Brandi Carlile

REVIEW: Brandi Carlile “In These Silent Days”


It’s been one hell of a three-plus years for Brandi Carlile. Since releasing By The Way, I Forgive You in early 2018. The Washington stater has gone from Americana darling to multiple Grammy winner, festival headliner, best-selling author, co-founder of the Highwomen, and de facto gay spokesperson, and she seems to have reveled in each step along the way – NO ONE in America enjoys her job more than Carlile, and that’s evident in every single live performance. When the shows ended in 2020, she, like most musicians, had to go back to her roots (songwriting) and her touchstones – her wife and daughters. She and longtime bandmates Tim and Phil Hanseroth crafted a somewhat quieter (and even more introspective) set of tunes for Carlile’s latest, In These Silent Days, giving us an idea of what she discovered during that time away from the life of a touring musician.

The album does, indeed, start off quietly with lead single “Right On Time,” which disguises itself as a piano ballad before unmasking its true nature – soaring vocals, windmill power chords and all. It’s part Elton John, part 90s-vintage loud-quiet-loud rocker (after all, you can take the girl out of Seattle…).
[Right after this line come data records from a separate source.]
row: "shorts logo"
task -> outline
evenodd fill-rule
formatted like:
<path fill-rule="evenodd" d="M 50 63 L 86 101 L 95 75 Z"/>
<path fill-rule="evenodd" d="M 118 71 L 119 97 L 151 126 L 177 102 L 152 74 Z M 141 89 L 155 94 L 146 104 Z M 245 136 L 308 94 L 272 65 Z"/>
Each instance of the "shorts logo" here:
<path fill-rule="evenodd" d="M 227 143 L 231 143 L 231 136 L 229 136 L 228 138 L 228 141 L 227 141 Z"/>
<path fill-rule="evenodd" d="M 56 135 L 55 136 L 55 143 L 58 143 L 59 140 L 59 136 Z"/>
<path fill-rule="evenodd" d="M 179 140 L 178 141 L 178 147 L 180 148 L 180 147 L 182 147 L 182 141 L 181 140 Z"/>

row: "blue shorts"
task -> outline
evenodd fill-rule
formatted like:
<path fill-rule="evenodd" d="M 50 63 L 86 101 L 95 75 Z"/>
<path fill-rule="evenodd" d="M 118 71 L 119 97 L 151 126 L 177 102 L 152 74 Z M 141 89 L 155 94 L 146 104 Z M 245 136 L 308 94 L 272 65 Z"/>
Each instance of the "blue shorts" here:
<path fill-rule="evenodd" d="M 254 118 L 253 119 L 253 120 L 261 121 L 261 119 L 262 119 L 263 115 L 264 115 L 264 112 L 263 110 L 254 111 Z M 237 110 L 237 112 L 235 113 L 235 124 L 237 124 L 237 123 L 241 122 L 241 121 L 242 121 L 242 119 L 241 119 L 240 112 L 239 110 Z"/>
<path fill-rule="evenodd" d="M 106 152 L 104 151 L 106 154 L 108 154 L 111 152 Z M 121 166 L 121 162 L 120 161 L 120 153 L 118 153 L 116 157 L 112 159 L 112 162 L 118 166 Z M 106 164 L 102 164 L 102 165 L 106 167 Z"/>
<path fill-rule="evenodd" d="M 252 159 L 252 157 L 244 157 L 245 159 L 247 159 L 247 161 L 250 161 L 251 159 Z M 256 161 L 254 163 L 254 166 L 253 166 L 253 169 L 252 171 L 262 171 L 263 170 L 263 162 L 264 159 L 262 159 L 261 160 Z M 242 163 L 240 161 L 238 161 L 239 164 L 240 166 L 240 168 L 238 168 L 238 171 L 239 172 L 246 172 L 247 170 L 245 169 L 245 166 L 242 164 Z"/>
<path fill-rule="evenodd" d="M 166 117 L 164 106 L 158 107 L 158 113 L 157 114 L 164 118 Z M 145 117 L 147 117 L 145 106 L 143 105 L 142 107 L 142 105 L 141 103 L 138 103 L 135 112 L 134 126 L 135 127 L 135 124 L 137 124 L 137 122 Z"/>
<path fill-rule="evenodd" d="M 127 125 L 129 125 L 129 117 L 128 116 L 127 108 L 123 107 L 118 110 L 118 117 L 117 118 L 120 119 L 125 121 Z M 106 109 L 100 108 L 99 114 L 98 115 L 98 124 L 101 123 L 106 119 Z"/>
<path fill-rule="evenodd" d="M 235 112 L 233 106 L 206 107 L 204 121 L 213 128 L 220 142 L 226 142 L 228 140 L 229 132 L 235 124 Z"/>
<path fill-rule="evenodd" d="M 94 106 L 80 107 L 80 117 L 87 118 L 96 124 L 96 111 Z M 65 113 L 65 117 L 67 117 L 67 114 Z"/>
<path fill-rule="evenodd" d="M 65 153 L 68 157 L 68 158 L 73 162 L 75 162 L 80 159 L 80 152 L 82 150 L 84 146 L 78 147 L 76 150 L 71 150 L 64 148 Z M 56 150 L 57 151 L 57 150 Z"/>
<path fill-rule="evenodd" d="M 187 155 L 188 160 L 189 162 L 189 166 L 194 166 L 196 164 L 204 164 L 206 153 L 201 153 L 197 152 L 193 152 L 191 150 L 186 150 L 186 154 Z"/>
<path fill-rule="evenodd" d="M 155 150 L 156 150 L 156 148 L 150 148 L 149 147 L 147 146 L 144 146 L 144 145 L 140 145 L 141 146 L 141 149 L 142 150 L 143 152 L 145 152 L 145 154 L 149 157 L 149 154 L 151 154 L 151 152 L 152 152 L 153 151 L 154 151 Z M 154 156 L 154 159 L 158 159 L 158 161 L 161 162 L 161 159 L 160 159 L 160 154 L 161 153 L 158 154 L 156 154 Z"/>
Thematically, though, “Right On Time” foreshadows much of In These Silent Days – the strength that Carlile finds in her family: “Turn back time/Help me to rewind, and we can find ourselves again.” There seems to be a conscious effort to take a break from that aforementioned spokesperson role – found most prominently in 2018’s “The Joke” – to look back at what got her and “the twins” here in the first place. “You and Me On The Rock” is a folk-y allusion to the very bedrocks in Carlile’s smaller world – “Me out in my garden/And you out on your walk/Is all the distance this poor girl can take/Without listening to you talk.” Being confined to home hurts, but not as much as being away from it. Buoyed by harmonies from Jess Wolfe and Holly Laessig from Lucius, the song’s an easygoing reminder of the little things that kept most of us pushing through a year when the outside world had little to offer.

Like its predecessor, In These Silent Days was co-produced by Nashville go-tos Dave Cobb and Shooter Jennings, and the arrangements are fairly straightforward and largely free of splashy guest spots – when you have a trio that’s played together this long, there’s little need to fancy it up. The less-is-more approach is most evident in “This Time Tomorrow,” which thrives on the three-part harmonies that continue to stun live audiences. “Broken Horses” is a western epic that opens with piano and acoustic guitar and leads to an impressive solo from Tim Hanseroth, while Carlile sings of aborting caustic family traits – “I will always taste the apathy, but I won’t pass it down/It dies with you.” It is, as usual, Carlile’s voice that’s the instrument that shines brightest – from delicate to forceful, emotional cracks to an outright howl at the end of “When You’re Wrong,” a song of aging, regret and poor choices forced by bad relationships – “You’re sweeping up the floods and you’ve been vacuuming the fires/And you lay down every night next to a goddamn liar.”

Much of the album, in fact, seems to be about drawing a line – Carlile wants to end our worst mistakes, both in society and in her own life. “Sinners, Saints and Fools” takes on the folly of strict religion and anti-immigration – “To the poor and huddled masses who are hungry and afraid/You gotta do it by the book, and there’ll be no exceptions made” (rest assured – the fool in question receives his comeuppance in a dramatic flash of irony). And “Throwing Good After Bad” is a soft piano coda that might be imagined as a retort to the spotlight-grabber who voices “Wind Beneath My Wings.” Singing from the shadows, this song’s narrator acknowledges her partner’s fiercer nature – “You got a beautiful mind/And a soul of a coyote” – but cautions her of the cost of never slowing down – “Hunger driving you mad/Throwing good after bad.” It’s a lesson that Carlile herself – more itinerant than introvert – seems to have learned during so much time at home, and it’s now a reminder that she carries with her on the road.

Song That I Can’t Wait to Hear Live: “Broken Horses” – surprisingly, Carlile and the band didn’t play much of the new record when I saw her at Red Rocks on September 11, so most of it will be new to all of us next time she comes through town.

In These Silent Days was produced by Dave Cobb and Shooter Jennings, engineered by Brandon Bell, mixed by Tom Elmhurst, Cobb and Jennings, and mastered by Pete Lyman. All songs were written by Brandi Carlile, Phil Hanseroth and Tim Hanseroth, with Cobb getting a co-write on “Right on Time.” Additional musicians on the album include Cobb (acoustic guitar, percussion), Jennings (organ, piano, keys, synth), Chris Powell (drums), Josh Neuman (strings) and Jess Wolfe and Holly Laessig (backing vocals).